そんな考えを見通したかのように、エーナが背中を押してくれた。
「人と会わないと、人を見る目は養われないって言うし、顔合わせで経験値を稼ぐの、結構いいかもね。チャリコットさんに決めなくても、何人かと会ってみたらいいと思うわ! 目を鍛えた後に、本番の縁談に臨むって流れでも良いと思う」
「アタシはチャリコットに決めてほしいけどね~。あいつと結婚してくれたら、アルメちゃんアタシの義妹になるし! そしたら氷魔法使い放題じゃん。家に冷凍冷蔵庫買うわ」
ジェイラの下心を聞いて、アルメはガクリと体を傾けた。
「私の魔法が目当てですか……」
「冗談だよ冗談! 楽しい家族になれそうだな~って思っただけだって」
じとりとした視線を向けたら、ジェイラは口笛を吹いて目をそらした。
彼女の様子を眺めながら、なんとなく想像してみる。ジェイラが義姉になる未来を。
「――でも、ジェイラさんと家族になれたら、確かに楽しそうですね。そしたら、お義姉さんと呼ぶことになるのかしら」
「あっはっは、それ良い! 呼ばれたーい!」
ゲラゲラ笑いながら、ジェイラはアルメの頭をわしゃわしゃと撫でた。毎度のことながら、犬を撫でるような豪快な手つきだ。

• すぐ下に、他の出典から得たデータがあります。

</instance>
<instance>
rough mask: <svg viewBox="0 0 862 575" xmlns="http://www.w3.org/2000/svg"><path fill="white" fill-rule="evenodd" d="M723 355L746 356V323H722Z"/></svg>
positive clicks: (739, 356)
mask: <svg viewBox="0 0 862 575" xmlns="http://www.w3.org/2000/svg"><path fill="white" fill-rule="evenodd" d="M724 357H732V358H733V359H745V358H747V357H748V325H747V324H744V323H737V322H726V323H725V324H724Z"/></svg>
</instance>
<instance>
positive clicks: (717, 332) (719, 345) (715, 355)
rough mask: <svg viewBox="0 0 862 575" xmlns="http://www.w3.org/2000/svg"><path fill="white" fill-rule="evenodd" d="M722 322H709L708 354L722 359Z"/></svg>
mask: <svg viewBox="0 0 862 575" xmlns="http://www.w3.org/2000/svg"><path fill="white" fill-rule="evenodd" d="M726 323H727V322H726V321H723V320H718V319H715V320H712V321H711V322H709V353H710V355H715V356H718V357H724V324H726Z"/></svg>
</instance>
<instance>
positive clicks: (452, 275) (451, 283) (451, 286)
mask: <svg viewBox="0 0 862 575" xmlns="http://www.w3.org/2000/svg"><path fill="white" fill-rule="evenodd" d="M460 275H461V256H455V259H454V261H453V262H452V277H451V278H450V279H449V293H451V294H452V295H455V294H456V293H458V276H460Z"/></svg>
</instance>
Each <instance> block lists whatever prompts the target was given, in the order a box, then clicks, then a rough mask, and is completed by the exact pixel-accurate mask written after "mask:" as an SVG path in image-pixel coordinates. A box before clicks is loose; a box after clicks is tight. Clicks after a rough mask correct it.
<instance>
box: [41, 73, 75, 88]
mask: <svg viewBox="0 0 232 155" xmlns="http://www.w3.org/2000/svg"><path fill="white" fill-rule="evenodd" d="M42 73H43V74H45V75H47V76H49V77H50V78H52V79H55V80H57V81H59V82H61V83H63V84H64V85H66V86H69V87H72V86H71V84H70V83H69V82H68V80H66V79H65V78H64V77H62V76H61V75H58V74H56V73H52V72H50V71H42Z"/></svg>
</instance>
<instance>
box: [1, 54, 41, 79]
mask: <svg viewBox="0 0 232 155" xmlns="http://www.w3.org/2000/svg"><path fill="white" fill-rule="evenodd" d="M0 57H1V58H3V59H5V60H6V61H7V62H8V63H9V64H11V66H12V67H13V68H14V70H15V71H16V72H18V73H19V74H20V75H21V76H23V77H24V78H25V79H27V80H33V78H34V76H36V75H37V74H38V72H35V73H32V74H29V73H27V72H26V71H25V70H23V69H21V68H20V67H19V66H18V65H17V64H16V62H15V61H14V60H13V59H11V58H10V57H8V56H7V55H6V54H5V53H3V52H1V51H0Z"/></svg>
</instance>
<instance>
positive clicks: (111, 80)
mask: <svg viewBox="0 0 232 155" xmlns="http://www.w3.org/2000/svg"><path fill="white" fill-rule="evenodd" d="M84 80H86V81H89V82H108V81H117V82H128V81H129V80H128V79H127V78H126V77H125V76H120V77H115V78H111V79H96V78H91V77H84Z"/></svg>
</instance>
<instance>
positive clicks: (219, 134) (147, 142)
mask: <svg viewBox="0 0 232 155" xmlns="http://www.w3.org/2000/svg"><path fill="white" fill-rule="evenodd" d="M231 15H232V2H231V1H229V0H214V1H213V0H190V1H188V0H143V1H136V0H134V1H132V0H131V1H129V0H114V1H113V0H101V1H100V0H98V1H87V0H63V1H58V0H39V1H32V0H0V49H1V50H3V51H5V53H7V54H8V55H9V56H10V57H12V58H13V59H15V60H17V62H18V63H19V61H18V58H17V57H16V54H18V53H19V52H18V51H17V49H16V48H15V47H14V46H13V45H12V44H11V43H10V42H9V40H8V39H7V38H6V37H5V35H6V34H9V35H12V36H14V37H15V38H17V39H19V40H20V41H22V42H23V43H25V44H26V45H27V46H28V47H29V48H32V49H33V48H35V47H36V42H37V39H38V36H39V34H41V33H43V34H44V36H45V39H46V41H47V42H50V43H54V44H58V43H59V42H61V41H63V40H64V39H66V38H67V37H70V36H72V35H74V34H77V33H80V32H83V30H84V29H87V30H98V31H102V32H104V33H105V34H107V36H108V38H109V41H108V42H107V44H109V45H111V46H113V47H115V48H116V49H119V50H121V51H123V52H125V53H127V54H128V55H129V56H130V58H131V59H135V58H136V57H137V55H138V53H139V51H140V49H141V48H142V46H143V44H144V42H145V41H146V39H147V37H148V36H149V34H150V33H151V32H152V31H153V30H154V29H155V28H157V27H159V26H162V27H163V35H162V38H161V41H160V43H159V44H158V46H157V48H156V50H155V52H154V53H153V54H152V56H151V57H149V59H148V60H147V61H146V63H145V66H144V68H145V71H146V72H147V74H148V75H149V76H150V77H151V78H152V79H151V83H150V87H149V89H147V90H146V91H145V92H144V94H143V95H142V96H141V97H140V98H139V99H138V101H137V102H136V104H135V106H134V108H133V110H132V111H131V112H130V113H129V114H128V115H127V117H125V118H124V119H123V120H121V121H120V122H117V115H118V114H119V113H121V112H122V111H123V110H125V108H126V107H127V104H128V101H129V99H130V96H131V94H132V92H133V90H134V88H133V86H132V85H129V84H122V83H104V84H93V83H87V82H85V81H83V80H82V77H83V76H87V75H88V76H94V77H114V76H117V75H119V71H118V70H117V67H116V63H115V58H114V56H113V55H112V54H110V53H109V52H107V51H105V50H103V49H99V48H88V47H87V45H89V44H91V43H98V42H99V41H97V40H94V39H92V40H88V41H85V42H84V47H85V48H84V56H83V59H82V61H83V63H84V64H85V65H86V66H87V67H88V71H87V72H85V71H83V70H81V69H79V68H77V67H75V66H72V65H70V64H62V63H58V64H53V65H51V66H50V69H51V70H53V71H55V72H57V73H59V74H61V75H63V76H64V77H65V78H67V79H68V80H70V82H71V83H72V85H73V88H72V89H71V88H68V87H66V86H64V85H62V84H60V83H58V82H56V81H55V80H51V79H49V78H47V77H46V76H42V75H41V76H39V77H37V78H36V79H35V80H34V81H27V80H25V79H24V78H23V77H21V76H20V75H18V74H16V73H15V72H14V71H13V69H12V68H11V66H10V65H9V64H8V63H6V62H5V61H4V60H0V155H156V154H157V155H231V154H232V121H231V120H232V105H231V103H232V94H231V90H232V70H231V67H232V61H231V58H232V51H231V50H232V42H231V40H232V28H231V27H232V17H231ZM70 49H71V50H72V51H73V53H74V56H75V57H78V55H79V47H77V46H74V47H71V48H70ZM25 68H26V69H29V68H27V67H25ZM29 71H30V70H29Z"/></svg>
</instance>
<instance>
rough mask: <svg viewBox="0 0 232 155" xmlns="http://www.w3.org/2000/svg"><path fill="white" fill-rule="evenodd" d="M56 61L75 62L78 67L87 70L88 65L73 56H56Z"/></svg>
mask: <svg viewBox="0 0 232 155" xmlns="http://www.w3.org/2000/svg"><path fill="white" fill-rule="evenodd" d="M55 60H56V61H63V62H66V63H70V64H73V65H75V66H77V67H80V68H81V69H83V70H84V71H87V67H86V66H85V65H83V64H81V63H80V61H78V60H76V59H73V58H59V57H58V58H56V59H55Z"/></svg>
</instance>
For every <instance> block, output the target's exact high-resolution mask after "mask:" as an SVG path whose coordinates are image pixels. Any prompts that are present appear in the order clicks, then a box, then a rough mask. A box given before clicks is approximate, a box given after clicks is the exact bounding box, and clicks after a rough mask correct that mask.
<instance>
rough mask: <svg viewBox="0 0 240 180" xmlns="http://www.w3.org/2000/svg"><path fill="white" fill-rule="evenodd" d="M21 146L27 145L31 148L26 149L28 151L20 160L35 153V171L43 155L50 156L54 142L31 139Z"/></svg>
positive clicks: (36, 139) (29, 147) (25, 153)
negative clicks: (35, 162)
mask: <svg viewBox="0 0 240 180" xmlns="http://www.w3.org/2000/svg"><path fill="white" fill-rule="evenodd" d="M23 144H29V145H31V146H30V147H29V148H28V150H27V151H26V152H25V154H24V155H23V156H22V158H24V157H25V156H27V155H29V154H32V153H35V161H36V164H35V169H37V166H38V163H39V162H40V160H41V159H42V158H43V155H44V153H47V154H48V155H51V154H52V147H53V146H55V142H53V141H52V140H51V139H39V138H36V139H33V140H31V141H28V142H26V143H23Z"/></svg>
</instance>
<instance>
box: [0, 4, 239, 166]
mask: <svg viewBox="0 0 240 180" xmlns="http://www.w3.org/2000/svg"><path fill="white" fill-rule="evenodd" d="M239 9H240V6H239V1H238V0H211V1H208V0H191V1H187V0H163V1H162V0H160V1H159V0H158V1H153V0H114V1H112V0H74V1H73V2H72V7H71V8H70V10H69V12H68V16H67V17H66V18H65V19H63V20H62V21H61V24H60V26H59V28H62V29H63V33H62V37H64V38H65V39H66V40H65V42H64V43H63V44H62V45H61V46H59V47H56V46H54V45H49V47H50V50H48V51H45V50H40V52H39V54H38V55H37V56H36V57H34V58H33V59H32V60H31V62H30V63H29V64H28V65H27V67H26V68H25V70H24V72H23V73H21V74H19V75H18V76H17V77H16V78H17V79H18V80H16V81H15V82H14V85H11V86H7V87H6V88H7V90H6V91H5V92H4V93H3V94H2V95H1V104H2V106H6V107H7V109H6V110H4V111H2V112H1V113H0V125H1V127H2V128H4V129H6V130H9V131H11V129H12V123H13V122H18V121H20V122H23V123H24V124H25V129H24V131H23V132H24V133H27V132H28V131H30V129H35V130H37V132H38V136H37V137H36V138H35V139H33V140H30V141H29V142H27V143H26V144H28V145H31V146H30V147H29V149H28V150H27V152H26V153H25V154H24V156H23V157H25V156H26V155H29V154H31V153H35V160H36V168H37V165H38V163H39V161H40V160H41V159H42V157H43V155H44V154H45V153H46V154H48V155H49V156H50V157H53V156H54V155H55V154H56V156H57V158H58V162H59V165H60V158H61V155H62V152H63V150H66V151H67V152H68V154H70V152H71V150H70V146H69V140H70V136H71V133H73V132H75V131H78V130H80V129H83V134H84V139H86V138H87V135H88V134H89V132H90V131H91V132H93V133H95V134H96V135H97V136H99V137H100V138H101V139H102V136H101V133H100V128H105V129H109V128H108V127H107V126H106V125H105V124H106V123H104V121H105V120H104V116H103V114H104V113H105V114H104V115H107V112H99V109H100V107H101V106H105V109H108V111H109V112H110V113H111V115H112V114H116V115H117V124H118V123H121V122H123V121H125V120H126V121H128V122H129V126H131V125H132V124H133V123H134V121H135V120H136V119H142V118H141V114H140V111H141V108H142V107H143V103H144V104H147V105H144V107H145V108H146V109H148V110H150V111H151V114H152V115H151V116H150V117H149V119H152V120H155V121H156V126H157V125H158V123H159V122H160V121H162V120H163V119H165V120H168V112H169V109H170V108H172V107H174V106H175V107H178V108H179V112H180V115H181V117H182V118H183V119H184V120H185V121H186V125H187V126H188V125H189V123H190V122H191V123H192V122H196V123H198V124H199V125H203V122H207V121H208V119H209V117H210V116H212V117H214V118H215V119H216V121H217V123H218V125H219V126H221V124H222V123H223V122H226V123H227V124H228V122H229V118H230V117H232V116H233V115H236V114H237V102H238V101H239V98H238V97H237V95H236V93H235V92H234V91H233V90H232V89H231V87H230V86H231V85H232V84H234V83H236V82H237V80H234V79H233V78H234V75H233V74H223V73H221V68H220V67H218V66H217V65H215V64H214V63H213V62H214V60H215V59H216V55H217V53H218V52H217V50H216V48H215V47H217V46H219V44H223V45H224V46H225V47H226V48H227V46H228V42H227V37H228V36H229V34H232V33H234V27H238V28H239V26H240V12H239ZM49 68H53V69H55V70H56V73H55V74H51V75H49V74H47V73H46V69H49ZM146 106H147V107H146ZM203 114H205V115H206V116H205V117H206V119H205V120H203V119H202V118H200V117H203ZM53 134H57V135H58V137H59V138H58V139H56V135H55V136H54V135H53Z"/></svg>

しばらく笑い転げた後、ジェイラは思いついたように言う。
「今日チャリコットの奴、夕方過ぎまで家にいるけど、よかったらご飯一緒に食う? アタシんとこの焼肉屋で」
「えっ、今日ですか!? まだ心の準備が……!」
「ほらアルメ、そういうところを直さないと。気負わずに軽い気持ちで会えばいいんだって」
「う……そ、そうね……気楽に、気楽に……」
気楽に軽い気持ちで、と何度も自分に言い聞かせる。……そんなことをしている時点で、気楽とは程遠いけれど。
既に緊張しだしたアルメをよそに、ジェイラが話をまとめた。
「じゃあ夕方になったら一緒に行こう。アタシもいるから安心しなって」
「はい……ありがとうございます。とても心強いです」
ノリと勢いで、アルメの人生二度目の、殿方との顔合わせが決まってしまった。